Much as we saw when we examined the dynamics of the mean, we see that after some time, we reach the steady state. The mean value of this distribution is at 3, but we see that we have some probability mass extending all the way to 10 mRNAs per cell!

An Analytical Solution For The Steady-State Distribution

How accurate was our integration? We can analytically solve for the steady state distribution given Eq. 5. At steady state, the change in probability for each mRNA count should be equal to zero. In class, we solved for the steady state distribution for the first three mRNA copy numbers. We saw a pattern that can be generalized to

$$ P(m=n) = {1 \over n!}\left({r \over \gamma}\right)^n P(m=0). \tag{6} $$

In Eq. 6, we still have $P(m=0)$ hanging around. We can solve for this by realized that $P(m=0)$ is a normalization constant. This can be seen that the infinite sum over all mRNAs should be equal to 1,

$$ \sum\limits_{n=0}^\infty P(m=n) = 1. \tag{7} $$

As $P(m=n)$ is a function of $P(m=0)$, Eq. 7 can be rewritten as

$$ \sum\limits_{n=0}^\infty P(m=n) = {1 \over n!}\left({r \over \gamma}\right)^n P(m=0) = 1. \tag{8} $$

As $P(m=0)$ is present in each $n$, we can pull it out of the sum as

$$ P(m=0) \sum\limits_{n=0}^\infty {1 \over n!}\left({r \over \gamma}\right)^n = 1. \tag{9} $$

Solving for $P(m=0)$, we find that it is just a normalization constant,

$$ P(m=0) = {1 \over \sum\limits_{n=0}^\infty {1 \over n!}\left({r \over \gamma}\right)^n}. \tag{10} $$

Performing a taylor expansion of Eq. 6 using our definition of $P(m=0)$ in Eq. 10 reveals a beautifully succinct expression,

$$ P(m=n) = {1 \over n!}\left({r \over \gamma}\right)^n e^{r \over \gamma}. \tag{11} $$

This is known as the Poisson distribution and comes up over and over again throughout all of biology and physics.

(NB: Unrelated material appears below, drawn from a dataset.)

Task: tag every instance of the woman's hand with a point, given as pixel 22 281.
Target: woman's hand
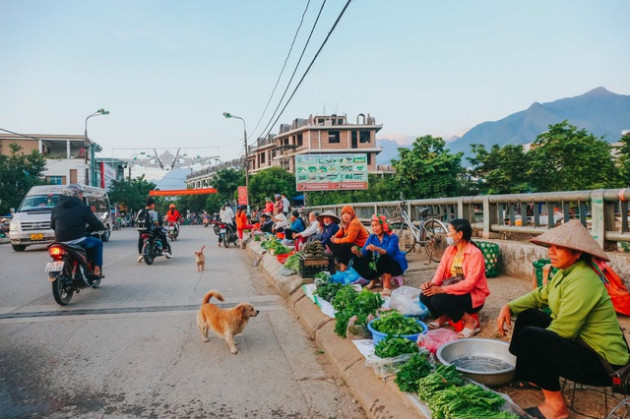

With an analytical solution for the steady state distribution in hand, let's compare it to our numerical integration. We will look at the final time point of our integration and plot the probability for each mRNA copy number overlaid with the Poisson distribution.

In [66]:
# Define the mRNA range for the poisson.
mRNA_range = np.arange(0, max_mRNA, 1)

# Compute the poisson probability density function. 
poisson = scipy.stats.poisson.pmf(mRNA_range, r / gamma)

# Plot the Poisson distribution as sticks and balls. 
plt.plot(mRNA_range, poisson, 'o', color='tomato', label='Poisson distribution')
plt.vlines(mRNA_range, 0, poisson, color='tomato')

# Plot the result from our numerical integration as open circles 
plt.plot(mRNA_range, prob[:, -1], 'o', label='numerical integration',
        markerfacecolor='none', markeredgewidth=2, markeredgecolor='dodgerblue')

# Add labels and legends
plt.xlabel('mRNA copy number')
plt.ylabel('probability')
plt.legend()
Out[66]:
<matplotlib.legend.Legend at 0x1c2270e2e8>

Again, we see that our analytical solution matches exactly what we got from our numerical integration!

In Conclusion...

In this tutorial, we have again flexed our muscles for numerical integration using the Forward-Euler method in the biological context of mRNA expression. From here, we will examine the rich family of equilibrium models with more complex expression patterns, as is the case in regulated expression.